Proof: Fourier Transform of the n-th Derivative

Let's start by expressing \(g(t)\) in terms of its Fourier components \(G(\omega)\):

\[g(t) = \frac{1}{2\pi} \int_{-\infty}^{\infty} G(\omega) e^{i\omega t} d\omega\]

We can differentiate both sides of this equation with respect to \(t\) \(n\) times:

\[\frac{d^n g(t)}{dt^n} = \frac{1}{2\pi} \int_{-\infty}^{\infty} (i\omega)^n G(\omega) e^{i\omega t} d\omega\]

We can now rewrite the right-hand side of this equation in terms of the Fourier Transform of \(\frac{d^n}{dt^n}g(t)\) by grouping all of the \((i\omega)^n\) terms:

\[\frac{d^n g(t)}{dt^n} = \frac{1}{2\pi} \int_{-\infty}^{\infty} \left[ (i\omega)^n G(\omega) \right] e^{i\omega t} d\omega\]

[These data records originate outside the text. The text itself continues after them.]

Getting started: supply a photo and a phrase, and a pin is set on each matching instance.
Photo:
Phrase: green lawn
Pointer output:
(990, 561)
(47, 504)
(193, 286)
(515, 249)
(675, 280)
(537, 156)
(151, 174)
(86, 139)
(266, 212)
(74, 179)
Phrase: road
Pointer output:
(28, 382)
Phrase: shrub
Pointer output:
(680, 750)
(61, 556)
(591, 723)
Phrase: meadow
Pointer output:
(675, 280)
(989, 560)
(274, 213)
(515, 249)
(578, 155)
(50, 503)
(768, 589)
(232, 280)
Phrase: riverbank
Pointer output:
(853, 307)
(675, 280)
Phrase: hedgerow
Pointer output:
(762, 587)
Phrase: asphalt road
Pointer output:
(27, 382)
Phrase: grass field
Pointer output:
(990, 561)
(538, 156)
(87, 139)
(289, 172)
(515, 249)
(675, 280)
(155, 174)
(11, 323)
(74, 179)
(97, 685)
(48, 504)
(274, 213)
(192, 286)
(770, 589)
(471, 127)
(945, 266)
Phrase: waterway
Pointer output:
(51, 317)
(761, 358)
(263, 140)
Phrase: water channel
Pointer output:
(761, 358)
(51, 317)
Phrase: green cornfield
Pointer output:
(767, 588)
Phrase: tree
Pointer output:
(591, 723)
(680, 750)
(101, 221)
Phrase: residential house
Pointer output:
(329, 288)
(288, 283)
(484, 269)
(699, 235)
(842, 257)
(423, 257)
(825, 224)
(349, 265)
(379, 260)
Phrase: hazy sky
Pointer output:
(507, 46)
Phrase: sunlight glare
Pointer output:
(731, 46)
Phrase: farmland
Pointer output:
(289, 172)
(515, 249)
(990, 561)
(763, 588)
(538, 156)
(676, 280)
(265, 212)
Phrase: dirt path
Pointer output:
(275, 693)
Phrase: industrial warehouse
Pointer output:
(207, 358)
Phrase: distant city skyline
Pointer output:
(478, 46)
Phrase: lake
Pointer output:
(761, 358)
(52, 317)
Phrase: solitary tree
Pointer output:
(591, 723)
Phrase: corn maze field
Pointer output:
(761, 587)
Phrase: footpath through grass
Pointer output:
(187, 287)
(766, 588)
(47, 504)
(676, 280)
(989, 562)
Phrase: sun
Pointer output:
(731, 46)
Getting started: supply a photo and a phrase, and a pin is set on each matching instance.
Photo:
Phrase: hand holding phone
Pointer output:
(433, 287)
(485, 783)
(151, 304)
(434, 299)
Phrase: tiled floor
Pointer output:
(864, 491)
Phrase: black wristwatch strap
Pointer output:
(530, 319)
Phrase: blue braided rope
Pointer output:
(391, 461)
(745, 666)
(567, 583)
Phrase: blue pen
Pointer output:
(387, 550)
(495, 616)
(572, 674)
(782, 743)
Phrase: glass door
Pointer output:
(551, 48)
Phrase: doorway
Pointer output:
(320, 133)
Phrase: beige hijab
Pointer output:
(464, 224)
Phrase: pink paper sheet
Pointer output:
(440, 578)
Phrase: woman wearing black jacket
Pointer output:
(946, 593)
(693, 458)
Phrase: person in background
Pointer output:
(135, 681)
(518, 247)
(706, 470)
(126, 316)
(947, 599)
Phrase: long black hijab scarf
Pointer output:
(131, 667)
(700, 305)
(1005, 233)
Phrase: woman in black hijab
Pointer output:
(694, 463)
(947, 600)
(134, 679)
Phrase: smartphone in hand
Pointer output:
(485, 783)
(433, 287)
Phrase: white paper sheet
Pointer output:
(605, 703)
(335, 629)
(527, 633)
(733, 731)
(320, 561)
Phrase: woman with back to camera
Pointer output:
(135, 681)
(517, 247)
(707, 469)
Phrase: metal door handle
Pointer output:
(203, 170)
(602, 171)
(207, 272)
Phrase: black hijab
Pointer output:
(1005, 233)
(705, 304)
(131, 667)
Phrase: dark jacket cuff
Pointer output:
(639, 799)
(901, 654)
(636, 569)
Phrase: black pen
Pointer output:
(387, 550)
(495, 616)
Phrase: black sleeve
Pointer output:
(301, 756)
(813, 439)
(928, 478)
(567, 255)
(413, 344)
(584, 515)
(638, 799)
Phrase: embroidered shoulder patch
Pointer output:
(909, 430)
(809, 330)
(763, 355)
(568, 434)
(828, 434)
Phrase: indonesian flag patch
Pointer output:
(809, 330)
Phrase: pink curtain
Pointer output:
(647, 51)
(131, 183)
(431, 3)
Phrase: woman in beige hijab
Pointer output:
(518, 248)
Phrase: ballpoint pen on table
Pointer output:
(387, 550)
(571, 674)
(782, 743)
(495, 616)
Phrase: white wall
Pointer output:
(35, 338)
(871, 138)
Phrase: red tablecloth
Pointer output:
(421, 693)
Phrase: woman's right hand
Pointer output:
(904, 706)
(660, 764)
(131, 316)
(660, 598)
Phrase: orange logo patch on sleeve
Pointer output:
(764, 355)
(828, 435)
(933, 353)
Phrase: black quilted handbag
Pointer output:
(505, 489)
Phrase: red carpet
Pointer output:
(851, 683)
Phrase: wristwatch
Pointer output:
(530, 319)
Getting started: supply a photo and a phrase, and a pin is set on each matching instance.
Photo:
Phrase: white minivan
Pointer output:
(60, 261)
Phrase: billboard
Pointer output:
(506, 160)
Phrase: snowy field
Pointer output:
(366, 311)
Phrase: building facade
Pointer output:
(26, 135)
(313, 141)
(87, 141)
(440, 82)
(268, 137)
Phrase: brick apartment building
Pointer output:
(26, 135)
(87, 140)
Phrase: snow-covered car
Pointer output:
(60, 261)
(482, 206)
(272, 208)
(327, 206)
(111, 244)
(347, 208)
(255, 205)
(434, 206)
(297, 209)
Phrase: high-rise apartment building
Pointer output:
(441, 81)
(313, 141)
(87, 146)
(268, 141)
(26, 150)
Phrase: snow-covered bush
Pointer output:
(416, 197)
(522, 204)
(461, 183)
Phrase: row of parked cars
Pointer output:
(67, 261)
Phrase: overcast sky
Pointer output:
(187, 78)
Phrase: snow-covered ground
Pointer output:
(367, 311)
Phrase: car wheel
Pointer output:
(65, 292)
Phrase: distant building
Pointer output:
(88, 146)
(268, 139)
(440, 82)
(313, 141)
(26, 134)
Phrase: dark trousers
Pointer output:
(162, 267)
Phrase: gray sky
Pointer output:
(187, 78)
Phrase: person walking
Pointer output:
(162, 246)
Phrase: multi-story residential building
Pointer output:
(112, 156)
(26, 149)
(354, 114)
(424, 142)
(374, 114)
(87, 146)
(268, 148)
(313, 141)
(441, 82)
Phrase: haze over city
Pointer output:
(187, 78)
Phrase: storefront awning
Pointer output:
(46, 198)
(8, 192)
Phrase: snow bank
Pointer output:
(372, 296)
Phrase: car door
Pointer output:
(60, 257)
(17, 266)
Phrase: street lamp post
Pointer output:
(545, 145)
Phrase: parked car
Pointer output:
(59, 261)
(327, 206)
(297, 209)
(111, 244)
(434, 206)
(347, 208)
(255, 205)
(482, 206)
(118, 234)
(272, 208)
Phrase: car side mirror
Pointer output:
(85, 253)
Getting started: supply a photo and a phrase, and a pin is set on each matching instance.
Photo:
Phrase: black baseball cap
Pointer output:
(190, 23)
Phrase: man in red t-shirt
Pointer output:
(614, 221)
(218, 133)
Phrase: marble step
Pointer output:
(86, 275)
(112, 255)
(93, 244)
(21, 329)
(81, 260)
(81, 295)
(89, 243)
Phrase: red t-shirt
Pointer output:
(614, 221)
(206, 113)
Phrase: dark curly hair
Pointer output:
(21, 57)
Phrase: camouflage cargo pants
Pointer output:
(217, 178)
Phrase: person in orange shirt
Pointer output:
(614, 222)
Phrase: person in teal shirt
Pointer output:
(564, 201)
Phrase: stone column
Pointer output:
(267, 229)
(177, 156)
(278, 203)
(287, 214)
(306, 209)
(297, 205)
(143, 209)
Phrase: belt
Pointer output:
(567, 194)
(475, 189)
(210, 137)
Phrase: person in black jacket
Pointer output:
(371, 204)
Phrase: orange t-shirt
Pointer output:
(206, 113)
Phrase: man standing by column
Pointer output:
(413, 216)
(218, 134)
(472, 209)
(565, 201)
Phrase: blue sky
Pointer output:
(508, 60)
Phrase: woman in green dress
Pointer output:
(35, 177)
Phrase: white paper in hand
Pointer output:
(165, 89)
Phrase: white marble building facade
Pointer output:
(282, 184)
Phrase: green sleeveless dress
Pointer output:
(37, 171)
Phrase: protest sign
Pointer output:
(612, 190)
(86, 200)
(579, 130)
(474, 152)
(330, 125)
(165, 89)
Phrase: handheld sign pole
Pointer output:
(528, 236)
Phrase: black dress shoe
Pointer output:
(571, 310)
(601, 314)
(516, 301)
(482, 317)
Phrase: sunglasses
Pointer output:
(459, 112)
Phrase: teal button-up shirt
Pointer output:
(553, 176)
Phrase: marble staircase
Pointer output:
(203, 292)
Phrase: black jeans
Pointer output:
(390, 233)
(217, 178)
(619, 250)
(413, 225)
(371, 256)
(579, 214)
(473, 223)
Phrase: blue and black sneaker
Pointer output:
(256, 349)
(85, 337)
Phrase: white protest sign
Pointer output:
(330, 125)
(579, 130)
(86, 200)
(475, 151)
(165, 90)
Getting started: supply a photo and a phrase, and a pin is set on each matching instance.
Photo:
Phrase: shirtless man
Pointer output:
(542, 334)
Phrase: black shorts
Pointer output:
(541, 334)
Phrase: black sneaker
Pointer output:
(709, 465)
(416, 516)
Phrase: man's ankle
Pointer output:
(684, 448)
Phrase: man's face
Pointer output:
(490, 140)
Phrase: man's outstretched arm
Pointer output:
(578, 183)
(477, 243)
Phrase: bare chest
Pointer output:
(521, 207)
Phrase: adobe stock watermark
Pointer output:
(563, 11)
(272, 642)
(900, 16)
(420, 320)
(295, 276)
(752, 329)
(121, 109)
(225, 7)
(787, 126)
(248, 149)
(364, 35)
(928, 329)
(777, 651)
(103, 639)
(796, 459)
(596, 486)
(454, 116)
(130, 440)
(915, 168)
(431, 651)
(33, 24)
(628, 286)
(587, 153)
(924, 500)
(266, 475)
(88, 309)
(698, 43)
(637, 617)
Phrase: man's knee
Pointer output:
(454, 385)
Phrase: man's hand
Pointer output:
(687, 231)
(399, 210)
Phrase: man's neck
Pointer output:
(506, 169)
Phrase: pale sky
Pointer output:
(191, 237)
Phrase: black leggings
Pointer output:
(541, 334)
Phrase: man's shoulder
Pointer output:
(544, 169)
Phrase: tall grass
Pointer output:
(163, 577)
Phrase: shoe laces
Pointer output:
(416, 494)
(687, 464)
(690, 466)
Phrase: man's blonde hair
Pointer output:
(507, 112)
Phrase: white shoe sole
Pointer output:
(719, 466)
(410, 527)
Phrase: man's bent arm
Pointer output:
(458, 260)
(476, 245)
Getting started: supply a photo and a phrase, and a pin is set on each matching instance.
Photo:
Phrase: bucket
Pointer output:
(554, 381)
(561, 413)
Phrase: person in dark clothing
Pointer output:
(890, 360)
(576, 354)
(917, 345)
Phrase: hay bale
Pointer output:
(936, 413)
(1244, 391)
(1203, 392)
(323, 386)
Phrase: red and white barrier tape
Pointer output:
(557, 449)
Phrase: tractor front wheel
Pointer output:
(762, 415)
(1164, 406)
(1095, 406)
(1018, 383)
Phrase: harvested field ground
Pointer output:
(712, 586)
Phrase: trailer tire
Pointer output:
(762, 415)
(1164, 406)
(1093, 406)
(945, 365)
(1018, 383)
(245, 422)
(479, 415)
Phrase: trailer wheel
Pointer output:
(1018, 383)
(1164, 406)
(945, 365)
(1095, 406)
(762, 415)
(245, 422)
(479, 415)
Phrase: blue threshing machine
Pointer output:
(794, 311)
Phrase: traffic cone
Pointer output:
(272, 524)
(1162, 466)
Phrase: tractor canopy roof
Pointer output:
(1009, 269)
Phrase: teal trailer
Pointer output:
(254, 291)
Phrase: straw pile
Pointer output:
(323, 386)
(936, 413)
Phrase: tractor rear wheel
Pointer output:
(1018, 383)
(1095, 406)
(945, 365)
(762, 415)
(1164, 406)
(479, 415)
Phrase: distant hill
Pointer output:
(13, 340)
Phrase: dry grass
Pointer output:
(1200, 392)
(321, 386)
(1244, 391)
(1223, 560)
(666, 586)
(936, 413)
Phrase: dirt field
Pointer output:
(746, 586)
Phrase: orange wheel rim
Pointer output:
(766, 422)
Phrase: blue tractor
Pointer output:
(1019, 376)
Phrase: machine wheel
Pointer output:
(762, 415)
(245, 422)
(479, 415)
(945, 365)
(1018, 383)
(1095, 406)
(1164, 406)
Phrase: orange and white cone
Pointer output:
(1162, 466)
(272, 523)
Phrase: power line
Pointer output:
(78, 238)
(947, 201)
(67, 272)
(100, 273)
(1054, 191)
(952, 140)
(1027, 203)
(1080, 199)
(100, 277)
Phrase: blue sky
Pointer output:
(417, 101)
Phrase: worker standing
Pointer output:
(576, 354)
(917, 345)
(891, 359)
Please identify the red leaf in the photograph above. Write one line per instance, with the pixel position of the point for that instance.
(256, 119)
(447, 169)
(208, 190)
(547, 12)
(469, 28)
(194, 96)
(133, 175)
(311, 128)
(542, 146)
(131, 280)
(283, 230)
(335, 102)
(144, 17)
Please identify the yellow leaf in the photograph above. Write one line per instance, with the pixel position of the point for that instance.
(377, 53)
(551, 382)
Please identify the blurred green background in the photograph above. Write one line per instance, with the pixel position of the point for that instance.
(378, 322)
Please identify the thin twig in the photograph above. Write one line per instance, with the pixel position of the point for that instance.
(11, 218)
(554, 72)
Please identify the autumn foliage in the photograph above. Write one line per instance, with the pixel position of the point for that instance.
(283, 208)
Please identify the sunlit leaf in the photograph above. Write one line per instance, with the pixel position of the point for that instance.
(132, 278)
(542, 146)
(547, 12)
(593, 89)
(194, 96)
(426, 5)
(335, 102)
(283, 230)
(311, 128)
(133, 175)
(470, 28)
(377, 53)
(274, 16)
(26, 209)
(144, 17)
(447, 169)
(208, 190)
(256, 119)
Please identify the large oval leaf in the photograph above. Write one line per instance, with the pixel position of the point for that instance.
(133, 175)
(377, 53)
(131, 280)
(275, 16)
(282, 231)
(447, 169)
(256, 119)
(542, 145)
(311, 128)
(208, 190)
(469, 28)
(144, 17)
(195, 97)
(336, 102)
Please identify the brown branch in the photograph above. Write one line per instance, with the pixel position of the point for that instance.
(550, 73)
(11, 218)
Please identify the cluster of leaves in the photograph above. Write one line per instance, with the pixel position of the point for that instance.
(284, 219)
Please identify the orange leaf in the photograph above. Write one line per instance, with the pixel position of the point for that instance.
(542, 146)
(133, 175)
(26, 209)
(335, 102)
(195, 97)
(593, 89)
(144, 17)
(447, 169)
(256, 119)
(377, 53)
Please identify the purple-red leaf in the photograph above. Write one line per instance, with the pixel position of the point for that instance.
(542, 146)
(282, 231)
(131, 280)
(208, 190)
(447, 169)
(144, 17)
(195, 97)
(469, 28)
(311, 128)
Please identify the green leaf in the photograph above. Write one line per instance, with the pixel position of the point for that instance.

Therefore, we have shown that the Fourier Transform of the \(n\)-th derivative of a function \(g(t)\) is given by \((i\omega)^n\) times the Fourier Transform of \(g(t)\):

\[\left(\frac{d^n g(t)}{dt^n}\right)^{\mathcal{F}} = (i\omega)^n G(\omega)\]